The Economist has come out with a stinging editorial [article access requires free registration], “Fields of Beaten Gold,” attacking the green movement for what it says is its unscientific support for the anti-GMO movement, which the editors say is anti-science.
“Greens say climate change deniers are unscientific and dangerous. So are greens who oppose GM crops,” the editors wrote. They argue that Europe needs to adopt a more science-based view of this critically beneficial technology:
America takes little notice of this nonsense. But green groups in Europe, with the support of influential figures such as Prince Charles, have succeeded in shaping policy. Governments have hedged genetic research around with so many restrictions that much of the business has fled a continent that could be doing more than most to feed the world. Some developing countries—Kenya, India and others—have turned their backs on technologies that could literally save their peoples’ lives. And European governments spend taxpayers’ money financing groups encouraging them to do so. The group in the Philippines that trashed the rice trials, MASIPAG, gets money from the Swedish government. On moral, economic and environmental grounds, this must stop. In the field of climate change, environmentalists insist that the scientific consensus should frame policy. They should follow that principle with GM crops, and abandon a campaign that impoverishes people and the rest of the planet.

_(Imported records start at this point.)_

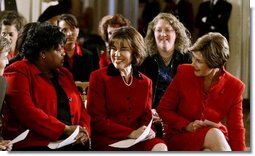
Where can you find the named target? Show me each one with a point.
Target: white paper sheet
(211, 123)
(67, 141)
(20, 137)
(130, 142)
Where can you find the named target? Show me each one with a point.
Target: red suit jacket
(116, 109)
(31, 103)
(185, 101)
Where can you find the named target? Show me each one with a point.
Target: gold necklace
(166, 59)
(128, 84)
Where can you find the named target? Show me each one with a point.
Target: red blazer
(31, 103)
(185, 101)
(116, 109)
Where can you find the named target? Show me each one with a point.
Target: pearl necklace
(131, 81)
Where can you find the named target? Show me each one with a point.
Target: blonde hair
(182, 42)
(214, 48)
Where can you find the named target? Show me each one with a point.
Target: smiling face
(71, 33)
(164, 36)
(121, 55)
(54, 58)
(201, 68)
(11, 33)
(3, 60)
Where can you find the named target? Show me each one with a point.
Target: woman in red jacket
(120, 97)
(42, 95)
(200, 97)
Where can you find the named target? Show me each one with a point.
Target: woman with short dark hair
(46, 101)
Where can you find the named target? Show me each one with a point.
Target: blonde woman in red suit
(202, 92)
(120, 97)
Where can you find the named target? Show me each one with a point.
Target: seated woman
(200, 97)
(46, 101)
(5, 47)
(120, 97)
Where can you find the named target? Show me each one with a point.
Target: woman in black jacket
(167, 42)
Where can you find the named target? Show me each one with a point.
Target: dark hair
(69, 19)
(135, 42)
(41, 36)
(63, 6)
(13, 18)
(116, 21)
(214, 48)
(5, 45)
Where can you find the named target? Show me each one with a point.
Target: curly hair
(13, 18)
(135, 42)
(182, 42)
(40, 37)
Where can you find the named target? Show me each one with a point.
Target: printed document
(130, 142)
(67, 141)
(21, 137)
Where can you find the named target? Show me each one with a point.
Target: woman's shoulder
(22, 65)
(233, 81)
(185, 68)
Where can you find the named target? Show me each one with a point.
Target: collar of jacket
(112, 71)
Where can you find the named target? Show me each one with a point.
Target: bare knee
(159, 147)
(216, 141)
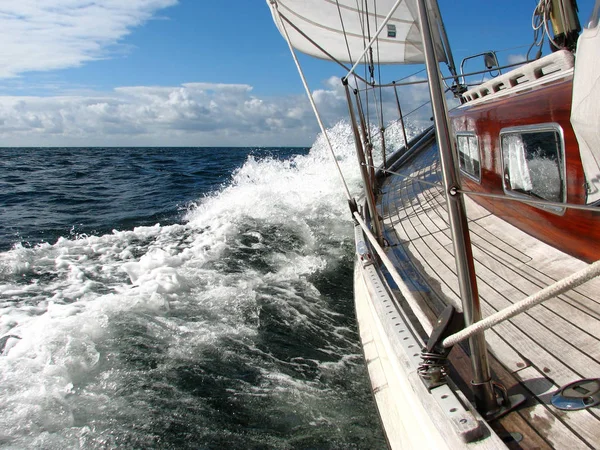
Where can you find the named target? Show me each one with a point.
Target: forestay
(343, 28)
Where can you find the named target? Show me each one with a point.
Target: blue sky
(188, 72)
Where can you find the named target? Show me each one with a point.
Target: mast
(485, 398)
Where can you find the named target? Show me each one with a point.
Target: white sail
(342, 28)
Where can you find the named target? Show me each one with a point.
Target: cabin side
(514, 139)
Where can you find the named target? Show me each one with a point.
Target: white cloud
(57, 34)
(194, 114)
(190, 114)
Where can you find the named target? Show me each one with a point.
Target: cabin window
(468, 155)
(533, 160)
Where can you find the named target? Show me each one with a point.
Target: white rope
(406, 293)
(313, 104)
(551, 291)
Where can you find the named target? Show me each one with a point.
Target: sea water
(180, 298)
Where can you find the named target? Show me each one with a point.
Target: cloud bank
(193, 114)
(57, 34)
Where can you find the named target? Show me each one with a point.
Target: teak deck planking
(541, 349)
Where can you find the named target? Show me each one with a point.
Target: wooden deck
(534, 353)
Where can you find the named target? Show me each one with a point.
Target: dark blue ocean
(180, 298)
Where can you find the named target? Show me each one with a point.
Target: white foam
(62, 299)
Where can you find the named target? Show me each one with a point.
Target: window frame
(530, 129)
(469, 134)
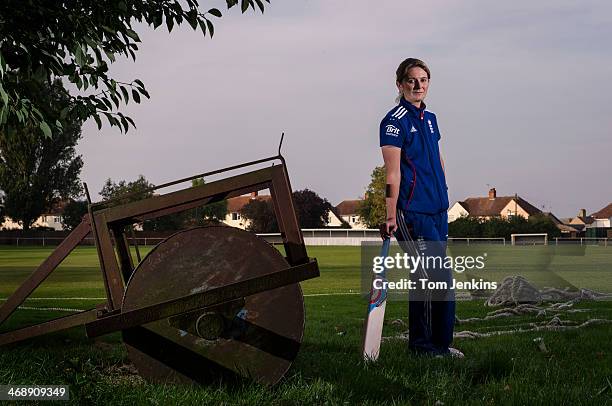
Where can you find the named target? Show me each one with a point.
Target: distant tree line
(312, 211)
(502, 227)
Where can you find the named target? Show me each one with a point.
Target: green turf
(506, 369)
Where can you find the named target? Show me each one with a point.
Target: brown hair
(406, 64)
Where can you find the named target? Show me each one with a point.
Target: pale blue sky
(522, 91)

The Economist editorial picks up on a theme first highlighted by journalist Keith Kloor in Slate a year ago, when he was one of the first to link anti-technology enviro activists on the left with climate change deniers on the right, writing: “when it came to biotechnology, certain environmentalists and supposed food safety advocates acted similar to those who denied the scientific consensus on global warming.”
Writing over the weekend in his Discover blog, Kloor doesn’t think that the “mainstream greens” will be able to stay silent on this issue for much longer. The blog touched off a fascinating to and fro by various commentators over whether its fair or illuminating to equate anti-GMO climate change denial activism.